Question

How do you evaluate $\cos \left( \text{arcsin}\left( \dfrac{3}{5} \right) \right)$?

Answer 1

In this problem we need to calculate the value of $\cos \left( \text{arcsin}\left( \dfrac{3}{5} \right) \right)$. In the given function we can observe the $\text{arcsin}$ function which is nothing but the inverse trigonometric function of $\sin$, mathematically it is ${{\sin }^{-1}}$ function. So, we will assume the ${{\sin }^{-1}}$ function to be a variable, say $y$. Now we will apply the trigonometric function $\sin$ on both sides of the equation and simplifies the equation to get the value of $\sin y$. After calculating the value of $\sin y$. We will use the trigonometric identity ${{\sin }^{2}}x+{{\cos }^{2}}x=1$ to find the value of $\cos y$ which is nothing but our required value.

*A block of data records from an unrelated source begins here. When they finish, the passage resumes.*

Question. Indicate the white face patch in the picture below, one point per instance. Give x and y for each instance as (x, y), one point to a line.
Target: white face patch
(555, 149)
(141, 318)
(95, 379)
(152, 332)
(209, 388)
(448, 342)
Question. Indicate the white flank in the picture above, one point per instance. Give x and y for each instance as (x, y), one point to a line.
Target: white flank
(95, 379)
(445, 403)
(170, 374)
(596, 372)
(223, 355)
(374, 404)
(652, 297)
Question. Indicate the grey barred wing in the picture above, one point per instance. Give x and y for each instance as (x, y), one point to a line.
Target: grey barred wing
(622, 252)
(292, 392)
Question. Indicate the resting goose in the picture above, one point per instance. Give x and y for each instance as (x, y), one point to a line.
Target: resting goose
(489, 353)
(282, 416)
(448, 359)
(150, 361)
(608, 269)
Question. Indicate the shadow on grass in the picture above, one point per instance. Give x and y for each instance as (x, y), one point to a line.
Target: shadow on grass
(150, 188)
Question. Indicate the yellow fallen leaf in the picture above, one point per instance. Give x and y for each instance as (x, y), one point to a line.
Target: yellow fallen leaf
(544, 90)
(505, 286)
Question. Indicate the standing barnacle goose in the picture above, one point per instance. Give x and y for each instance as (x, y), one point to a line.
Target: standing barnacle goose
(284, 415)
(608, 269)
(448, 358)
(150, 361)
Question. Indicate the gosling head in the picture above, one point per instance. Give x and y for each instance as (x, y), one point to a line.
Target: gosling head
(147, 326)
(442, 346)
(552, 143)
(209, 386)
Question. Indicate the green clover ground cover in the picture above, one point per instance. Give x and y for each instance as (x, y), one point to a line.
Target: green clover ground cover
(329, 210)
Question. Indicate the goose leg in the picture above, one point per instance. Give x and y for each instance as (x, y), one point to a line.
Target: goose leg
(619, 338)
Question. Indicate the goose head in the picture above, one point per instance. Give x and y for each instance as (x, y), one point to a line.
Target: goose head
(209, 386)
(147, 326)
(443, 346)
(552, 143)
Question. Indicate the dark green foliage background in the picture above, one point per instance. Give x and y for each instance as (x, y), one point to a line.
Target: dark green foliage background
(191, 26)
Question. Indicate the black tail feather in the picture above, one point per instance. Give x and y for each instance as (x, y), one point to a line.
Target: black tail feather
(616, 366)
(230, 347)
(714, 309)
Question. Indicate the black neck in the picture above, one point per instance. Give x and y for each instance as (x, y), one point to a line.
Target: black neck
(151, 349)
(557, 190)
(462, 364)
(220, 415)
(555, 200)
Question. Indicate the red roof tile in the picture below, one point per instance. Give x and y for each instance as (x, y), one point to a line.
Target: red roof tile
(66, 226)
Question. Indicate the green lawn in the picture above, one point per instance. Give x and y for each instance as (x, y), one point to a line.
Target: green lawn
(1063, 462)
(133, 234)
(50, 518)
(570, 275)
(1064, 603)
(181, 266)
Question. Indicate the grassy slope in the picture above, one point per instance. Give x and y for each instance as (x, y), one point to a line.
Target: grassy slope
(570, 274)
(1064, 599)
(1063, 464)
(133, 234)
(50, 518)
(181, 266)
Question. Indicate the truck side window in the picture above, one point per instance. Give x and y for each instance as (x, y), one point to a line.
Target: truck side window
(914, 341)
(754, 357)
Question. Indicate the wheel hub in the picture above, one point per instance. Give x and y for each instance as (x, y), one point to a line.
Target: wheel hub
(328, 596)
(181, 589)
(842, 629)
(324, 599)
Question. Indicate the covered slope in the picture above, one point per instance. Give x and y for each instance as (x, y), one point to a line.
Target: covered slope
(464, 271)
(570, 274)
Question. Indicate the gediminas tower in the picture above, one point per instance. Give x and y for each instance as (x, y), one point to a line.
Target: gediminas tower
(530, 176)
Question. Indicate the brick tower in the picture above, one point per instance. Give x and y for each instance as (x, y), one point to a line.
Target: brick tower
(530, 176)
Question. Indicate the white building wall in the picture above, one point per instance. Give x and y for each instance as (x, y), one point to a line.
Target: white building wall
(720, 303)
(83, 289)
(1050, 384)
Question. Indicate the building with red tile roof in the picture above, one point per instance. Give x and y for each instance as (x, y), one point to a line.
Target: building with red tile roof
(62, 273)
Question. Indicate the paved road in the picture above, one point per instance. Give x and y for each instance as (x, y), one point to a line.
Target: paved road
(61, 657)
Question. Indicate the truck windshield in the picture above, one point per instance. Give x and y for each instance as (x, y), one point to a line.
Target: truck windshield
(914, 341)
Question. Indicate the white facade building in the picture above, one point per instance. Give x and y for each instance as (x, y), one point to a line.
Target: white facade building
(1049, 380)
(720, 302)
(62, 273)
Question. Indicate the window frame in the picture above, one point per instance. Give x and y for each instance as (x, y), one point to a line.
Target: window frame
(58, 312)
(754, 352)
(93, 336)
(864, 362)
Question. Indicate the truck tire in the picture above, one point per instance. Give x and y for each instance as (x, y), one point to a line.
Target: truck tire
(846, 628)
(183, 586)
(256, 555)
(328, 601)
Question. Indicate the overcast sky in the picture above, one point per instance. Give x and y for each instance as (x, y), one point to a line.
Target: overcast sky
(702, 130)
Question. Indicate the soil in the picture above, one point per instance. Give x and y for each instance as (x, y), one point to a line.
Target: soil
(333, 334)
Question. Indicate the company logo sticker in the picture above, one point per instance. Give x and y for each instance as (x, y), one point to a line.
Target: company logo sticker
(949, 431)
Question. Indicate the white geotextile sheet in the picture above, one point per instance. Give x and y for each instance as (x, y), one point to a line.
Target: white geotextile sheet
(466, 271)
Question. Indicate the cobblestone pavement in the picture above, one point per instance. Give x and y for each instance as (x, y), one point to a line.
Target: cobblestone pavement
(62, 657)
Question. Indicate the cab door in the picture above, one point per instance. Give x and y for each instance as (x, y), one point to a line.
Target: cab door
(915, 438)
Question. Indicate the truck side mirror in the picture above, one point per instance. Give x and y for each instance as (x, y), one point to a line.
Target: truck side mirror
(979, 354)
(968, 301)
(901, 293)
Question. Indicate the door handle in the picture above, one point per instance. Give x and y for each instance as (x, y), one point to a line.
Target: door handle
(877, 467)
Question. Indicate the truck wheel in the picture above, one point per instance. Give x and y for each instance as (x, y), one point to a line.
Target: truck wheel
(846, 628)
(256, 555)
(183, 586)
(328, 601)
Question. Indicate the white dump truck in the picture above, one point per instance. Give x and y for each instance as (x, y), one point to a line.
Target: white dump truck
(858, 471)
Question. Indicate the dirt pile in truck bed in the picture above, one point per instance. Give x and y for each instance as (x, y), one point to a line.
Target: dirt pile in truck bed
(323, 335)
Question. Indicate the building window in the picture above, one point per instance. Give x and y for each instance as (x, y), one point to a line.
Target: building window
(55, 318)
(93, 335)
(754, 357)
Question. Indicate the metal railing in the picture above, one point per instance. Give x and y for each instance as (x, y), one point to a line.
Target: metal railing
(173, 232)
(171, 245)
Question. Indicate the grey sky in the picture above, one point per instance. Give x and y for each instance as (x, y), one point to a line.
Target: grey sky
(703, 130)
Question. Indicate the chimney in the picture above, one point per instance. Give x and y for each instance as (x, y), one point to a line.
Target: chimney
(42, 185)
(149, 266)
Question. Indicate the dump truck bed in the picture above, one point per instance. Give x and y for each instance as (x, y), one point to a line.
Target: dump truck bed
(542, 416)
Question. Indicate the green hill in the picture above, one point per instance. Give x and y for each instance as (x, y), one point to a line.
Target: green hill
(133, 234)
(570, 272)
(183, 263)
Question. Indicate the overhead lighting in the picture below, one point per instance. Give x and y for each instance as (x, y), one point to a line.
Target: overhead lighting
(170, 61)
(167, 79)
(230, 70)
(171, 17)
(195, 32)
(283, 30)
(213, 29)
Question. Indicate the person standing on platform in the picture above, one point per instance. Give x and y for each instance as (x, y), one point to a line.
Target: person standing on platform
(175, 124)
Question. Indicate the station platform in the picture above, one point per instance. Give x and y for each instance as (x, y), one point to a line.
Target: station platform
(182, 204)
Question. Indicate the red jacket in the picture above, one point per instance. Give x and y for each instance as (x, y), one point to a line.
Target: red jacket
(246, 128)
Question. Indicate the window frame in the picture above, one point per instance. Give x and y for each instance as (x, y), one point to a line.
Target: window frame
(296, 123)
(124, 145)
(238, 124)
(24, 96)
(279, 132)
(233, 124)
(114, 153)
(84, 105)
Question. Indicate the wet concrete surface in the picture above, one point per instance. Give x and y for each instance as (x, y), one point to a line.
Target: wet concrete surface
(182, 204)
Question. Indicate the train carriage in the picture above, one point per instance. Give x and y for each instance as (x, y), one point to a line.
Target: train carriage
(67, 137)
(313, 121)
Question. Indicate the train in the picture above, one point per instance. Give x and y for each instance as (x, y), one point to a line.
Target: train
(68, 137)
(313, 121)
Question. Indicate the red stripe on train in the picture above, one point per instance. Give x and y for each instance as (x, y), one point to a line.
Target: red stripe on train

Complete step by step answer:
Given that, $\cos \left( \text{arcsin}\left( \dfrac{3}{5} \right) \right)$.
In the above equation $\text{arcsin}$ function is nothing but the ${{\sin }^{-1}}$ function. So, we are replacing it in the above equation, then we will get
$\cos \left( \text{arcsin}\left( \dfrac{3}{5} \right) \right)=\cos \left( {{\sin }^{-1}}\left( \dfrac{3}{5} \right) \right)$
Considering the function ${{\sin }^{-1}}$ individually, and assuming it to a variable say $y$, then we will get
$y={{\sin }^{-1}}\left( \dfrac{3}{5} \right).....\left( \text{i} \right)$
Applying the trigonometric function $\sin$ on both sides of the above equation, then we will get
$\Rightarrow \sin \left( y \right)=\sin \left( {{\sin }^{-1}}\left( \dfrac{3}{5} \right) \right)$
We know that the value of $\sin \left( {{\sin }^{-1}}\left( x \right) \right)={{\sin }^{-1}}\left( \sin \left( x \right) \right)=x$, then we will get
$\Rightarrow \sin y=\dfrac{3}{5}$
From the trigonometric identity ${{\sin }^{2}}x+{{\cos }^{2}}x=1$, we can write the value of $\cos y$ as
$\cos y=\sqrt{1-{{\sin }^{2}}y}$
Substituting the value of $\sin y=\dfrac{3}{5}$ in the above equation, then we will get
$\begin{aligned} & \cos y=\sqrt{1-{{\left( \dfrac{3}{5} \right)}^{2}}} \\\ & \Rightarrow \cos y=\sqrt{1-\dfrac{9}{25}} \\\ \end{aligned}$
Simplifying the above equation by taking LCM, then we will have
$\begin{aligned} & \Rightarrow \cos y=\sqrt{\dfrac{25\times 1-9}{25}} \\\ & \Rightarrow \cos y=\sqrt{\dfrac{16}{25}} \\\ \end{aligned}$
We can write $16={{4}^{2}}$, $25={{5}^{2}}$. Now the above equation is modified as
$\begin{aligned} & \Rightarrow \cos y=\sqrt{{{\left( \dfrac{4}{5} \right)}^{2}}} \\\ & \Rightarrow \cos y=\dfrac{4}{5} \\\ \end{aligned}$
From equation $\left( \text{i} \right)$, substituting the value of $y$ in the above equation, then we will get

$\therefore \cos \left( {{\sin }^{-1}}\left( \dfrac{3}{5} \right) \right)=\dfrac{4}{5}$

Note: In this problem we have the used the trigonometric identity ${{\sin }^{2}}x+{{\cos }^{2}}x=1$ after calculating the value of $\sin y$. We can also follow another method for finding the solution after calculating $\sin y$, which is by using the basic definition of trigonometric ratio $\sin x$ we will compare it with the value of $\sin y$. Now we will construct a right-angled triangle with the data we have from the above comparison and try to calculate the remaining data by using the Pythagoras theorem. After having all the data of the triangle, we can use definitions of basic trigonometric ratios and calculate whatever ratio we want.